Luxury and Progress in Belgrade

Categories: [research]

See full article in English on Eurozine and in Estonian in Vikeraar.

On 22 September 2018, sometime around 9:30am, Aca Šimunov (41) and Stefan Dabetić (26), two construction workers, fell to their deaths while accessing the twenty-second floor of one of Belgrade’s luxury Waterfront district high-rises. Their deaths were not extraordinary events in 2018: fifty-one other workers died on their jobs that year in Serbia, a plurality of them construction workers. The Belgrade Waterfront, a 3.5-billion euro private-public partnership between the Emirati firm Eagle Hills and the Serbian government, exemplifies the city’s recent housing project construction boom. Envisioning a bright future of luxury apartments, high-rises, marinas, hotels and shopping malls, the project signals Serbia’s commitment to a post-socialist modernity circumscribed by capital.

On the surface, the Waterfront projects a vision of a-historic glass and steel, the architecture of finance capital. Its towers are almost ‘out of time’, their uninterrupted cuboids reflecting a watered-down version of the high-modernist aesthetic developed by Mies van der Rohe for midtown Manhattan in the late 1950s. Sprinkled between the high-rises are neo-futurist designs such as the 168m Kula Belgrade tower. Nothing in the Waterfront appears to have its own historical narrative. The modernist referent of its glass facades simply serves as a weakened memory, something which, in the words of Fredric Jameson, ‘serves to annihilate time’.1

While many of these projects are mixed-use with significant commercial components, the majority of their square meterage comprises residential units for the real-estate market. This is for a good financial reason: average real-estate prices in Belgrade have continued to grow at a rate of 7% per year since the end of the recession in 2014. Based primarily in the premium and high-end segment of the market, such housing satisfies a growing demand in a population that has experienced easier access to bank loans and the opening of the country’s economy after the fall of Milošević. According to Deloitte and Touche, the average return on equity for the banking sector in Serbia was 11.3% in 2018. Such favourable conditions for constructing profitable luxury housing also drive speculatory investment on the part of a nascent bourgeoisie, further raising real-estate prices. Belgrade’s construction boom has thus relied on a quick turn-around of investment and conservative architectural endeavours, comprised mostly of modernist and a-historic designs.

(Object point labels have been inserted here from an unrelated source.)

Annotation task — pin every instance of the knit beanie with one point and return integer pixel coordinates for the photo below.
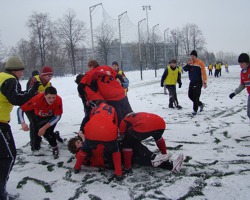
(35, 72)
(14, 63)
(243, 58)
(194, 53)
(115, 63)
(47, 70)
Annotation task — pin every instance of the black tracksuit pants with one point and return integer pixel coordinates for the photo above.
(194, 93)
(7, 156)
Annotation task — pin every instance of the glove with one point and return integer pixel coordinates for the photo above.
(232, 95)
(36, 85)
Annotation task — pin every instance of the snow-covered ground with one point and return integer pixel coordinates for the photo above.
(216, 144)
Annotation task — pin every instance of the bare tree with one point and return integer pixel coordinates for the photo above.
(25, 49)
(176, 41)
(105, 39)
(41, 33)
(192, 38)
(3, 51)
(71, 32)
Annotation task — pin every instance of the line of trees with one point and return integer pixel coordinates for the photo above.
(64, 45)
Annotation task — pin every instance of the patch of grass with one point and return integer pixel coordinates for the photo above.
(217, 141)
(24, 181)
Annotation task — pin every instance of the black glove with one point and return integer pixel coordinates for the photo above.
(36, 85)
(232, 95)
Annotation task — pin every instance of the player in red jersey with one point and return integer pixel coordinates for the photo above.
(243, 60)
(47, 107)
(138, 127)
(102, 129)
(110, 89)
(141, 156)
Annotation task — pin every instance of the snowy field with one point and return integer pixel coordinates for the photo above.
(215, 142)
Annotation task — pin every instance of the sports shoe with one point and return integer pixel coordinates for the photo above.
(55, 152)
(58, 138)
(178, 163)
(170, 106)
(194, 113)
(201, 107)
(178, 107)
(36, 153)
(160, 158)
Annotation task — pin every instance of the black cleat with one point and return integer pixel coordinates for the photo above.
(58, 138)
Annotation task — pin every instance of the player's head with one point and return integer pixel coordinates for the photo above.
(74, 144)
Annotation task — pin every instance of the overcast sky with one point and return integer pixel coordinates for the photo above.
(225, 24)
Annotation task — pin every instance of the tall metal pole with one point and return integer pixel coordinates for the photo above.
(120, 38)
(165, 47)
(91, 28)
(139, 38)
(153, 29)
(147, 7)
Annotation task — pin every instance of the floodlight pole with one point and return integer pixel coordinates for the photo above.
(165, 46)
(120, 38)
(91, 28)
(139, 37)
(147, 7)
(153, 29)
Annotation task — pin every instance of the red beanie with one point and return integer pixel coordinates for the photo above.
(47, 70)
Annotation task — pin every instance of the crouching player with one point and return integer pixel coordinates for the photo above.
(138, 127)
(142, 156)
(100, 133)
(47, 107)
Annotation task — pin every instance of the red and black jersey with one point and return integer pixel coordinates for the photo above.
(108, 87)
(245, 79)
(95, 160)
(90, 91)
(41, 108)
(142, 122)
(102, 125)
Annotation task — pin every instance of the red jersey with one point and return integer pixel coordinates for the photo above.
(108, 87)
(245, 79)
(90, 93)
(42, 108)
(142, 122)
(96, 159)
(102, 125)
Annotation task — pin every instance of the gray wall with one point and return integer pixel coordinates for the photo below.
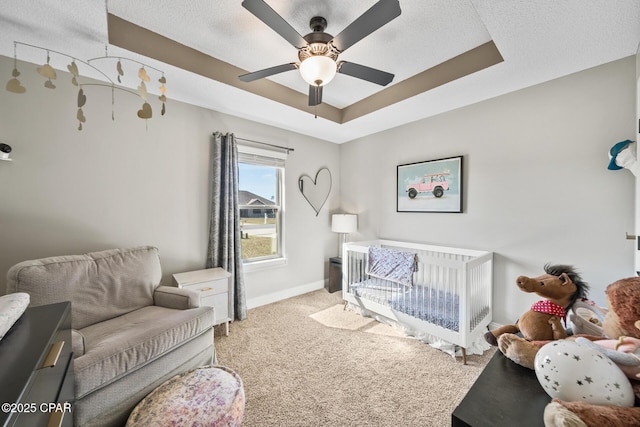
(126, 182)
(536, 184)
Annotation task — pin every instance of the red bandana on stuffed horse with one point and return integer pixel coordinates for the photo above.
(561, 286)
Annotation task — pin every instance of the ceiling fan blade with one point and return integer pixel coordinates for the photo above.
(378, 15)
(365, 73)
(263, 12)
(315, 95)
(249, 77)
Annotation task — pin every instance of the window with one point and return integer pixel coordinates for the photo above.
(261, 199)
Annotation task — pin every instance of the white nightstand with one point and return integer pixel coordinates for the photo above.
(214, 285)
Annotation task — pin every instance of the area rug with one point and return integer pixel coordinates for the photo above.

As the largest of these projects, the Belgrade Waterfront is situated at the apex of Serbia’s long-standing ambitions to join the European family of nations. Paradoxically, its ‘end of history’ narrative relies heavily on historical comparison. Introducing the project to the National Assembly in 2015, Serbian president (then prime-minister), Aleksandar Vučić linked the Waterfront’s revitalization of the post-industrial Savamala district with nineteenth-century de-Ottomanization under Prince Miloš Obrenović (1830–39, 1858–60). In Vučić’s exposé, Belgrade’s post-Ottoman transition was a simile for Serbia’s economic transition to market capitalism. Vučić compared himself to Miloš – they had both undertaken an arduous struggle against a ‘backward people’, unwilling to step into modernity.

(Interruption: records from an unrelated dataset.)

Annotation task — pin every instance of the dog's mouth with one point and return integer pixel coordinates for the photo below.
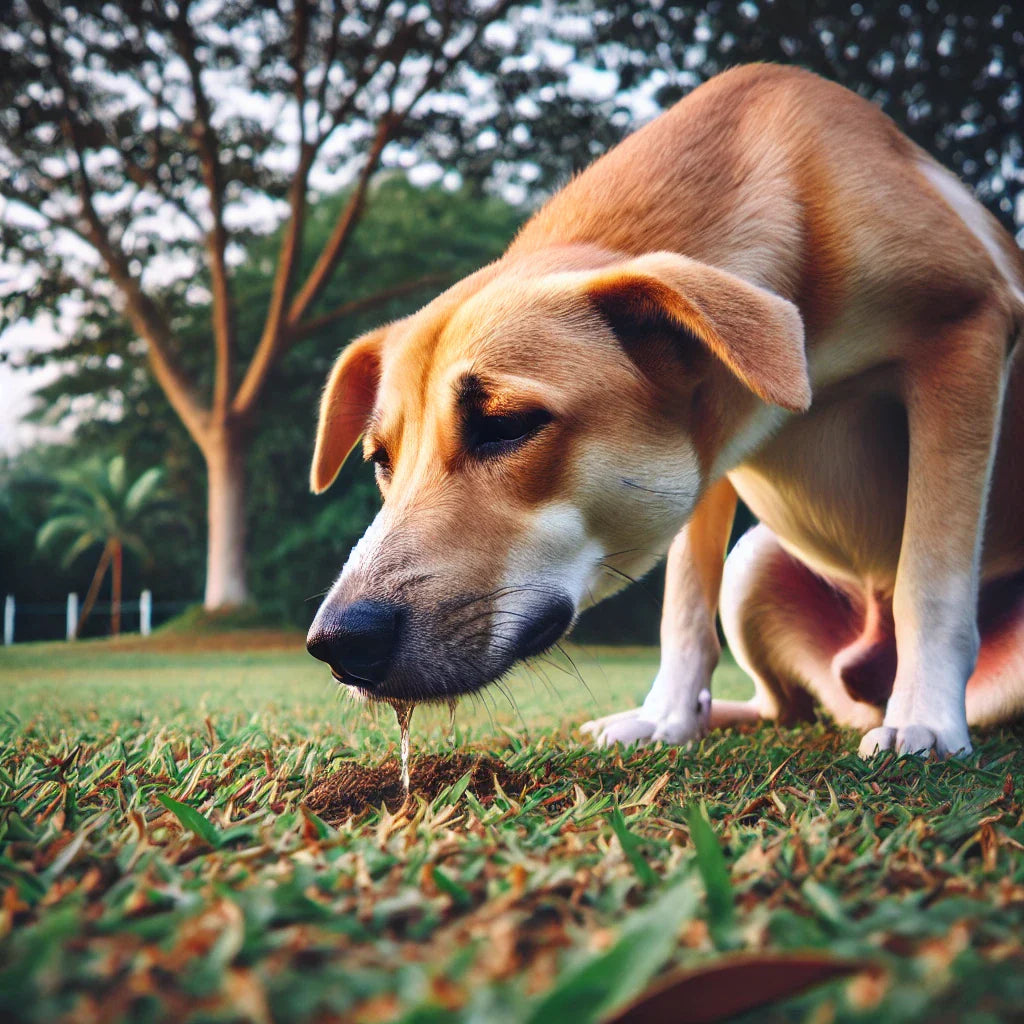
(438, 656)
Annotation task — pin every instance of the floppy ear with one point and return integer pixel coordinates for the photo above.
(758, 335)
(345, 407)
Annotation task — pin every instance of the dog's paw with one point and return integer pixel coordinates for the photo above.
(920, 739)
(638, 726)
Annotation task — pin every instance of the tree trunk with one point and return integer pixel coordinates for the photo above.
(116, 564)
(225, 554)
(90, 597)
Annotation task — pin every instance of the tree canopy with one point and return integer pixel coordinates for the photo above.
(174, 176)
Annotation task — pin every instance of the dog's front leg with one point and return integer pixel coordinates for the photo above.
(678, 707)
(953, 399)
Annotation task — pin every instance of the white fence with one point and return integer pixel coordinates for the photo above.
(143, 607)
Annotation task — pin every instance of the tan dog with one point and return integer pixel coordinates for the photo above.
(767, 291)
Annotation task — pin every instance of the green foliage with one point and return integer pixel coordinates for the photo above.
(297, 542)
(95, 504)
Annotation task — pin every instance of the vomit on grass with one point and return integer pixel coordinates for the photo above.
(355, 787)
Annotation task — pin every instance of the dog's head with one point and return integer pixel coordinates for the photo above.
(539, 434)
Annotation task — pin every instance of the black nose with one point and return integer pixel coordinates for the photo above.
(357, 640)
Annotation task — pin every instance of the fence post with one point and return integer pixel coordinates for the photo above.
(71, 617)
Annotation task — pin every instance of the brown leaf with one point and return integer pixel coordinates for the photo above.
(734, 985)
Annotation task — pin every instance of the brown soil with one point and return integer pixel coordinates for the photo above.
(355, 787)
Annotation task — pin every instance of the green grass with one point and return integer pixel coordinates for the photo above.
(157, 861)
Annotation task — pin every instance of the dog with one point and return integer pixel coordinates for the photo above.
(767, 292)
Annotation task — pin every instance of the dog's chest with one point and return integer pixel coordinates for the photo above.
(832, 485)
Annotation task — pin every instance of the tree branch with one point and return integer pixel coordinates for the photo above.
(335, 246)
(141, 310)
(310, 327)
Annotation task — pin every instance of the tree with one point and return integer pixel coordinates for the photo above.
(96, 505)
(407, 233)
(145, 142)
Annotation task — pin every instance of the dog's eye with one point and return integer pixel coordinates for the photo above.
(381, 461)
(489, 435)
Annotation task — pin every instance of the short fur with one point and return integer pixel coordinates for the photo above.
(768, 291)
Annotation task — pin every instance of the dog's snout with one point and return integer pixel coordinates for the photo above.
(356, 640)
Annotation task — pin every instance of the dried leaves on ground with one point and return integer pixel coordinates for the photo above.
(173, 859)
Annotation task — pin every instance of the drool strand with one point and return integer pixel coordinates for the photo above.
(403, 713)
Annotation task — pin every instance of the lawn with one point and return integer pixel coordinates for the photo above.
(159, 859)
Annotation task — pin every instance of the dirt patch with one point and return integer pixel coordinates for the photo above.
(355, 787)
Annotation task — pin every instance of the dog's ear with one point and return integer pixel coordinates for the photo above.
(345, 407)
(758, 335)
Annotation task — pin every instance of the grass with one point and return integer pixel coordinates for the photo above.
(158, 860)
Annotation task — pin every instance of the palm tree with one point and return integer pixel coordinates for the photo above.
(96, 505)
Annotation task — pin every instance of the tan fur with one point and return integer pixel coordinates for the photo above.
(768, 283)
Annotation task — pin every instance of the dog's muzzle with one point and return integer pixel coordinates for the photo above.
(390, 650)
(357, 641)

Such narratives of universal, capitalist progress rely on a depthless engagement with history based on a fantasy of uncontested pasts. As the Belgrade city manager Goran Vesić noted in 2017: ‘the Savamala was created thus – with the stick. A Serbian merchant town built by Miloš to oppose the Kalemegdan fortress, which remained in Turkish hands … Today, it is made with cranes, with trucks, and with machines’. Official narratives frame the two transitions – from empire to nation state and from socialism to capitalism – as nodes in one continuous progression, tellingly skipping over the entirety of Yugoslav history. And yet a more careful examination of Belgrade’s nineteenth-century history may likewise bring into focus the contradictions inherent in both post-Ottoman and post-socialist transitions.